One of the frustrations that comes with reading a David Brooks column about policy is that inevitably it will revolve around some ill-defined distinction between good centrism and bad knee-jerk ideology. Good centrist policy is inevitably fitted with certain descriptors, like "modest," or (depending on Brooks' mood) "bold." It will be said to encourage the private sector while steering between the ideological evils of old-fashioned big government and anti-government animus. The concept is so vague that almost any policy proposal can be defined into or out of them.
Today's column offers a perfect example. Brooks writes that Obama until now has mostly governed as a bad, big-government liberal, but can switch the emphasis to a dynamic new ideological synthesis:
I remember President Obama’s vow to move us beyond the stale old debates. Maybe he couldn’t really do that in the first phase of his presidency when he was busy responding to the economic crisis, but perhaps he can do it now in the second phase.
It occurs to me that the Obama administration has done a number of (widely neglected) things that scramble the conventional categories and that are good policy besides. The administration has championed some potentially revolutionary education reforms. It has significantly increased investments in basic research. It has promoted energy innovation and helped entrepreneurs find new battery technologies. It has invested in infrastructure — not only roads and bridges, but also information-age infrastructure like the broadband spectrum.
These accomplishments aren’t big government versus small government; they’re using government to help set a context for private sector risk-taking and community initiative. They cut through the culture war that is now brewing between the Obama administration and the business community. They also address the core anxiety now afflicting the public.
Okay, let's try to figure out which Obama policies fall into which boxes. On the bad, big government side we have the stimulus and health care reform. On the good, dynamic category-scrambling side we have education reform and investments in infrastructure and new energy technology.
Does this make any sense? Health care reform was a replica of a proposal first developed by Republicans in 1993, and more recently a bipartisan plan endorsed by Bob Dole, Howard Baker and George Mitchell. (It also takes the basic model of Mitt Romney's health care plan but adds a series of measures to encourage delivery-system reforms to reduce costs.) Doesn't that scramble categories?
Brooks also puts the stimulus in the bad, big government box.
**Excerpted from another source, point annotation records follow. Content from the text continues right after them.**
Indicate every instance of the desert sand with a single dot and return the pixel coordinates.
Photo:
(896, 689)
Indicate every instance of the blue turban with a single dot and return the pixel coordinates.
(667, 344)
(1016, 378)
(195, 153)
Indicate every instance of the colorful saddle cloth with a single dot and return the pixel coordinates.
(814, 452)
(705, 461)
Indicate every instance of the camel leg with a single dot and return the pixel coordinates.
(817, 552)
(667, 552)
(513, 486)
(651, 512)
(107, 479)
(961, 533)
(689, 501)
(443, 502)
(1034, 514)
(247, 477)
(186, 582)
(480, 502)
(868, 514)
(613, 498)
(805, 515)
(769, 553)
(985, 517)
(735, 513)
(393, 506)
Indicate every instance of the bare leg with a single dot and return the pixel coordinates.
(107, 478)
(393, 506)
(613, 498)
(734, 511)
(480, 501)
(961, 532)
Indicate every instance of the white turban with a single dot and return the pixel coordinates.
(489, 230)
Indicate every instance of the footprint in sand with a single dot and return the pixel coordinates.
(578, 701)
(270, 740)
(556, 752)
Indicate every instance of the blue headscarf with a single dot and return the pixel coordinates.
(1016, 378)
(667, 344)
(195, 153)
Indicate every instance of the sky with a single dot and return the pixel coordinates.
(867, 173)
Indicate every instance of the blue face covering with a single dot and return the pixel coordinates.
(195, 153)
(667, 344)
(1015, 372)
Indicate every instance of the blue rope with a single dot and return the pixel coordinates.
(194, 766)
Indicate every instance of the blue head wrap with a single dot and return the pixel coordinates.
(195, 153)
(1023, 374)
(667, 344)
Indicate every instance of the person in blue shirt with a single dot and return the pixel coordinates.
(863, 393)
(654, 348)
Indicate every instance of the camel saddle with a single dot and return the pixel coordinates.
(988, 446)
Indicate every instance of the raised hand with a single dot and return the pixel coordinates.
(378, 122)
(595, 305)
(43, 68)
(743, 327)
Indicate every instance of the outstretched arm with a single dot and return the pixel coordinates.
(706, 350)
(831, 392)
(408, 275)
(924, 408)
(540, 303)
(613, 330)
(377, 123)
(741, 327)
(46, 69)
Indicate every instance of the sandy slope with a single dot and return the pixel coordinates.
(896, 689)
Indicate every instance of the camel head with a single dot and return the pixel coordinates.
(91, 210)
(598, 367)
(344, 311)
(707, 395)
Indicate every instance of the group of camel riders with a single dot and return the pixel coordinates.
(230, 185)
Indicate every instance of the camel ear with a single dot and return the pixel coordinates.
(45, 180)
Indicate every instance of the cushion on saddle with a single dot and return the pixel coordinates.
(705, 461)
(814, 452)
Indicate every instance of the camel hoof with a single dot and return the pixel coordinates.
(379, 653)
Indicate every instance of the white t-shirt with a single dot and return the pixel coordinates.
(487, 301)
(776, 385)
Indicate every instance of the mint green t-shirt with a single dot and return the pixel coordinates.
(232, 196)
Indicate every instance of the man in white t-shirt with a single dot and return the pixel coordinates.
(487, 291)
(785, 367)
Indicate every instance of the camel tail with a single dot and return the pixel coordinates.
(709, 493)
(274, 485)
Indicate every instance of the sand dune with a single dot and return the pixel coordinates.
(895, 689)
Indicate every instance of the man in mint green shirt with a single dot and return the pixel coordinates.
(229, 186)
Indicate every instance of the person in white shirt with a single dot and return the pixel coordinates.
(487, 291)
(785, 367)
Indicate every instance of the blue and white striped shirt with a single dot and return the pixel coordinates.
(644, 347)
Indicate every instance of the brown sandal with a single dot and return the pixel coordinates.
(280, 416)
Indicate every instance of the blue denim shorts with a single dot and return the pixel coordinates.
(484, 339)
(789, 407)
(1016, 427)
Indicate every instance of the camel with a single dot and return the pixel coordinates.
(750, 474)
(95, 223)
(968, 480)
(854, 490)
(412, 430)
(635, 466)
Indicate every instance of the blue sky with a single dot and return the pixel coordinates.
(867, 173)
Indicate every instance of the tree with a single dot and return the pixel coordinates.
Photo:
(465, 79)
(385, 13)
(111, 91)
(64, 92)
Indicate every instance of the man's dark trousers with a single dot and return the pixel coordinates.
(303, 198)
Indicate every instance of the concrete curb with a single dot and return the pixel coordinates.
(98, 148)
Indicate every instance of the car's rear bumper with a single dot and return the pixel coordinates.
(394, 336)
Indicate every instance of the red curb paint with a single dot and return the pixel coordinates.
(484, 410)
But the stimulus consisted of 40% tax cuts. And of course the concept of fiscal stimulus to respond to a liquidity trap used to be so controversial that Republicans advocated it in 2001 even when interest rates had not hit the zero bound and the substantive merits were much murkier. I also assume that Obama's financial rescue plan is part of his old, stale big government agenda. But of course that plan relied on private capital and infuriated liberals by declining to temporarily nationalize failed banks.
More confusingly still, Brooks's example of new, category-scrambling initiatives consist of direct federal spending of the sort that old-fashioned liberals have advocated for decades. Federal infrastructure spending is a perennial item on the liberal agenda. Investing in new energy technologies is what used to get derided as "industrial policy." It's government picking winners and losers. Now, it may be justified, but it's actually the most paleoliberal thing Obama has done. Even more confusingly, all these great category-scrambling ideas were financed through the bad old-fashioned big government stimulus. Education reform is a genuine example of a non-traditionally Democratic issue. But that too was financed through the stimulus and involves more central government.
So, what's left of this conceptual distinction? Not a whole lot.